Danielle Walker-Palmour, one of our Board members, chairing the session on ‘how funders can help to build a better future for communities?’
“Key funders contributing to a range of community organisations across sectors came together to discuss what we’ve learned during the pandemic. We celebrated that funders had stepped up in response to COVID-19, with 88% of delegates sharing this view. It was recognised that funders had adapted quickly to provide emergency funding, but it was evident from attendees’ comments that grants for longer-term core costs are still heavily needed.
“Inequalities within funding were discussed, where the Phoenix Fund was praised after being launched by the Fund and Global Fund for Children during the COVID-19 crisis, with the sole aim of supporting black, Asian and ethnic minority communities in England.
“However, it was highlighted that many communities who experience inequalities found the pandemic presented new challenges to sometimes less developed sector infrastructure to support their efforts - a lot still could be done by funders to address the needs of these community groups regarding grant-making.”
How will communities rebuild post COVID-19?
Baroness Barran also joined our panel of experts to discuss the upcoming challenges faced by communities and ways the sector can provide bespoke support to different groups post-pandemic.
We explored the notion of difference as well as commonalities in communities. Discussions centred around the importance of recognising geographical nuance within localities and amongst networks in communities – with thought about how best to engage with a wide range of people who make up the communities we live in. . Ndidi Okezie, CEO of UK Youth, summarised this in the context of engagement with young people: ‘We have to work to translate how young people think and communicate. We shouldn’t expect them to fit into our process. We need to engage with young people on a more equal footing.’

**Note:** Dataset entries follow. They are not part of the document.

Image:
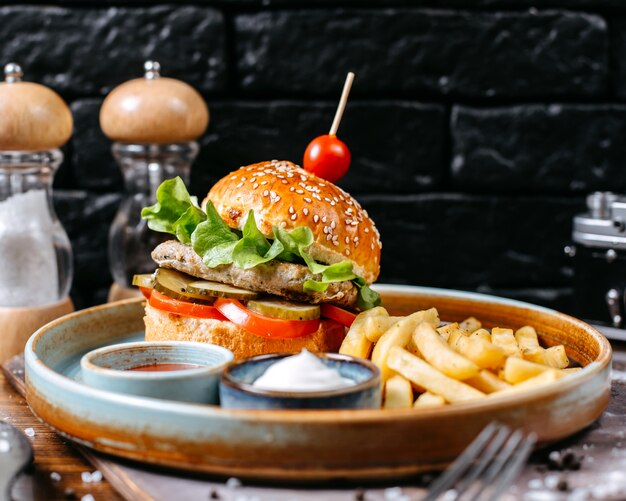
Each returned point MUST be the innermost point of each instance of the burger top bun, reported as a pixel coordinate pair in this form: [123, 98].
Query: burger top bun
[283, 194]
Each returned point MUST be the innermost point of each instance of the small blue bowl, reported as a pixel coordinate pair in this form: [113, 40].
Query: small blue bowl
[110, 368]
[237, 392]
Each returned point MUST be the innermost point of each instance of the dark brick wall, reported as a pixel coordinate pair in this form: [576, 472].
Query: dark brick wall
[476, 126]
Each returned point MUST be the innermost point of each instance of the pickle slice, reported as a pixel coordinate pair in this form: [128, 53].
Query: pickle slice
[285, 309]
[216, 289]
[144, 280]
[175, 284]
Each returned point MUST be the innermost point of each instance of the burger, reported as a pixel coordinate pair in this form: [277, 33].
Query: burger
[275, 259]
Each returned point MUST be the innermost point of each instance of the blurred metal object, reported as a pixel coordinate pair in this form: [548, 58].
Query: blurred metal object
[599, 259]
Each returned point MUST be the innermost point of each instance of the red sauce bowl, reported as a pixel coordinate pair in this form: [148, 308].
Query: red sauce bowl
[168, 370]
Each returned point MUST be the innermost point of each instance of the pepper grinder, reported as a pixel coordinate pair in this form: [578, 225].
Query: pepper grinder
[154, 122]
[35, 252]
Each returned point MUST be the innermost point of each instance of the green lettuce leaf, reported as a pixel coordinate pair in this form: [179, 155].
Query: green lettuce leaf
[177, 213]
[253, 248]
[213, 240]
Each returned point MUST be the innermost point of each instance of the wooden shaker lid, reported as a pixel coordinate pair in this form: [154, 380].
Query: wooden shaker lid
[154, 110]
[32, 116]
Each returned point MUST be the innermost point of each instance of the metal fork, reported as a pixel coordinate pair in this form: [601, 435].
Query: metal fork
[486, 467]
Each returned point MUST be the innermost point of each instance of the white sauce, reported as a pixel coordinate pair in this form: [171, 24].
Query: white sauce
[301, 372]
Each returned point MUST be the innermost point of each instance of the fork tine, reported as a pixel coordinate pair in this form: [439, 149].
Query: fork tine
[515, 465]
[486, 457]
[447, 479]
[508, 449]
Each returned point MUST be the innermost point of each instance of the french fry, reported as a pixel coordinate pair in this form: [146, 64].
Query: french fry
[428, 399]
[398, 335]
[398, 393]
[526, 337]
[545, 377]
[482, 334]
[375, 326]
[437, 352]
[356, 343]
[445, 330]
[484, 354]
[487, 382]
[504, 339]
[470, 324]
[517, 370]
[424, 375]
[455, 334]
[571, 370]
[554, 356]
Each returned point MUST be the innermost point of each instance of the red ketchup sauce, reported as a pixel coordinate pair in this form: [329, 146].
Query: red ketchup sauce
[165, 367]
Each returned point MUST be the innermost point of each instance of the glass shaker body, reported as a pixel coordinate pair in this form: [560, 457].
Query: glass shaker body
[35, 252]
[144, 168]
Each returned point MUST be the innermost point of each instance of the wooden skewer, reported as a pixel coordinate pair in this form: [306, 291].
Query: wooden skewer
[342, 104]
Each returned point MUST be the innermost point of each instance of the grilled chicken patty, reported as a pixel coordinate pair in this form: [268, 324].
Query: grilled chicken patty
[276, 277]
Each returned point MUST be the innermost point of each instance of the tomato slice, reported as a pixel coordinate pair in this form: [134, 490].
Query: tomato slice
[184, 308]
[261, 325]
[342, 316]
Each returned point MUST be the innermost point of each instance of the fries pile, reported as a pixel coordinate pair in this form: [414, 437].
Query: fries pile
[423, 364]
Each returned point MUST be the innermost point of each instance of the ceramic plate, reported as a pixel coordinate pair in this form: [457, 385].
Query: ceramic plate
[308, 445]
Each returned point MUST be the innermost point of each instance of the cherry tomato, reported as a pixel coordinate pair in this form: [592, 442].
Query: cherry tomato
[184, 308]
[344, 317]
[261, 325]
[327, 157]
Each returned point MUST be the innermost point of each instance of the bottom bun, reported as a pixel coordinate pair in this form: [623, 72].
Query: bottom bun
[164, 326]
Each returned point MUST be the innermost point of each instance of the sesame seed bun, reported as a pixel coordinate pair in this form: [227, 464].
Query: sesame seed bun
[283, 194]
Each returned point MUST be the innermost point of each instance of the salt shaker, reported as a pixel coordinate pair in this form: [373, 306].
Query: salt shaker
[154, 122]
[35, 252]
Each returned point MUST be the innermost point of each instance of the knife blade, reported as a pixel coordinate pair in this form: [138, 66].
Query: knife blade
[16, 453]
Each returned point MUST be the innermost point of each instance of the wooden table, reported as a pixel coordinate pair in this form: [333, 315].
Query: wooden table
[601, 449]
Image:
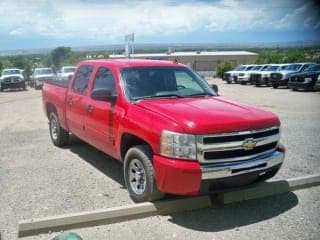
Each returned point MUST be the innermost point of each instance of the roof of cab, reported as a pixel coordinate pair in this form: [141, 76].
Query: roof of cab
[122, 63]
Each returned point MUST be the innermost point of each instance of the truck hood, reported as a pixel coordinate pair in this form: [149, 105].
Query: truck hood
[305, 74]
[44, 76]
[209, 115]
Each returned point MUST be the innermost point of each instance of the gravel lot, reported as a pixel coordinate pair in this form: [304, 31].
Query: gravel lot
[38, 179]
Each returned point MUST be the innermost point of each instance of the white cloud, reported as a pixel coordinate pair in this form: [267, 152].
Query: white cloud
[112, 20]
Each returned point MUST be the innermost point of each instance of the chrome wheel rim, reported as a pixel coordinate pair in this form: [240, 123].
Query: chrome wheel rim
[54, 128]
[137, 176]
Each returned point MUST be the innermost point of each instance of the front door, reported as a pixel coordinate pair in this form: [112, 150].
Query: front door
[99, 117]
[75, 102]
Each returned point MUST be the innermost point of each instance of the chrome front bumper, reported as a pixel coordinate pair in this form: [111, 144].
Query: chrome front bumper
[223, 170]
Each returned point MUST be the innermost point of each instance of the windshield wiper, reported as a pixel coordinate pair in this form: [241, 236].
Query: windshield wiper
[200, 95]
[159, 96]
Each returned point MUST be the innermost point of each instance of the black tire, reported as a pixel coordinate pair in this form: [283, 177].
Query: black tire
[59, 136]
[139, 158]
[24, 86]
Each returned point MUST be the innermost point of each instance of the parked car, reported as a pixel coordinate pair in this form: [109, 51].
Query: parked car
[281, 78]
[307, 80]
[65, 73]
[256, 70]
[244, 77]
[168, 127]
[232, 76]
[40, 75]
[12, 78]
[263, 77]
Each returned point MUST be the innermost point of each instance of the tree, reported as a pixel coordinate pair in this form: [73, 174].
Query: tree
[223, 67]
[58, 56]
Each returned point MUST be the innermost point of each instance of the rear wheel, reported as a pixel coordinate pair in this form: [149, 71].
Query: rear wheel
[59, 136]
[139, 175]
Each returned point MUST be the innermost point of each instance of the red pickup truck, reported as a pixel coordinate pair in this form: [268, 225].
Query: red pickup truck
[169, 127]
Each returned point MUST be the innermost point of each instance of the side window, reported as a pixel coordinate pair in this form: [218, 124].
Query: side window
[82, 78]
[104, 80]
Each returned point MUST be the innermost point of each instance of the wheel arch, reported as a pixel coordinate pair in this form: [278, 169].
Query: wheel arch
[128, 141]
[50, 107]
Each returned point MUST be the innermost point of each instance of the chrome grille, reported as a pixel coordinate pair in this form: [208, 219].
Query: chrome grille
[256, 76]
[237, 146]
[276, 76]
[297, 79]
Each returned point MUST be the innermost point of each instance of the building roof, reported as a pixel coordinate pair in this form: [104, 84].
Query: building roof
[197, 53]
[133, 62]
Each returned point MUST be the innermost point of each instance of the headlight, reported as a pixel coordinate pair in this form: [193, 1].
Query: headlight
[178, 145]
[307, 79]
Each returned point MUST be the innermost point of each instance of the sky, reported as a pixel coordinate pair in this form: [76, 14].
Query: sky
[30, 24]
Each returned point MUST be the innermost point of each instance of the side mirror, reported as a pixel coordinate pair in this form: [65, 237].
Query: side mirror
[215, 88]
[103, 95]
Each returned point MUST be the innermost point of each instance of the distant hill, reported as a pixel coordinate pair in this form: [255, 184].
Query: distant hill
[152, 47]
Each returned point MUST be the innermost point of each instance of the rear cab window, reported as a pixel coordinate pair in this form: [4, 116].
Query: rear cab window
[81, 81]
[104, 80]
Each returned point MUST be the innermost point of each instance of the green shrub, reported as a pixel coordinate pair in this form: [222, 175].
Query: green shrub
[223, 67]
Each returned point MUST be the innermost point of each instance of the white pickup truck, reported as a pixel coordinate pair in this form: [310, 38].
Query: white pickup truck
[11, 79]
[65, 73]
[40, 75]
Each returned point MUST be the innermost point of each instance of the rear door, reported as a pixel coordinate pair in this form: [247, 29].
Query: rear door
[99, 122]
[75, 102]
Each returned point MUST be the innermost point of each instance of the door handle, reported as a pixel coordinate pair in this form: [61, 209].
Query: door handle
[90, 108]
[69, 101]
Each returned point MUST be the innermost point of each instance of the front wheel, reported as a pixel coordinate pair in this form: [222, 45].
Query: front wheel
[139, 175]
[59, 136]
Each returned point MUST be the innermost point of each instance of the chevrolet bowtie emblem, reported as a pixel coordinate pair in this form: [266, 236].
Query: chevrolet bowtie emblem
[249, 144]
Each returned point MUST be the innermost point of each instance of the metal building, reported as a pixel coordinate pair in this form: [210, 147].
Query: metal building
[202, 61]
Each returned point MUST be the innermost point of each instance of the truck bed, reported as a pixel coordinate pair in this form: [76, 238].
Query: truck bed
[54, 94]
[60, 83]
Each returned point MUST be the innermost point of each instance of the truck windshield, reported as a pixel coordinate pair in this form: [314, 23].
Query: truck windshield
[249, 68]
[43, 71]
[68, 70]
[258, 67]
[315, 67]
[272, 68]
[240, 68]
[163, 82]
[293, 67]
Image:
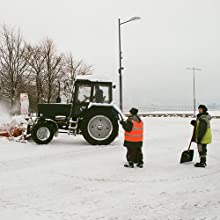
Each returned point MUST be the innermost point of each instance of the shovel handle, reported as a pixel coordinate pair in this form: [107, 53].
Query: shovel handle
[190, 144]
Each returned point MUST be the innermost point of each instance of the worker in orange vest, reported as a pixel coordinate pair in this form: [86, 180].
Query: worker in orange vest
[133, 139]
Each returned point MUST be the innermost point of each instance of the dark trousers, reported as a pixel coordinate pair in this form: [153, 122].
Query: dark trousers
[202, 149]
[134, 154]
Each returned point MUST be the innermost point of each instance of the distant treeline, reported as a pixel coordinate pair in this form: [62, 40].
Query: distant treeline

Ultimately, we established that the sector should try new approaches and we shouldn’t feel pressured to go back to how we worked pre-pandemic.”
A long-lasting impact
These were just some of the positive comments received from delegates after a jam-packed day of meaningful conversations:
“It’s been amazing to interact with people from all over - so reassuring to see others feel the same.”
“Thank you to all those involved in delivering such a useful and thought-provoking event.”
“What an interesting and informative day. Thanks to all involved.”
Thanks to the engaging and insightful speakers, the hardworking team behind the scenes and the valuable input from attendees, the day was a great success, even if we did have a few technical difficulties -the general consensus was that it wouldn’t be a virtual conference without some!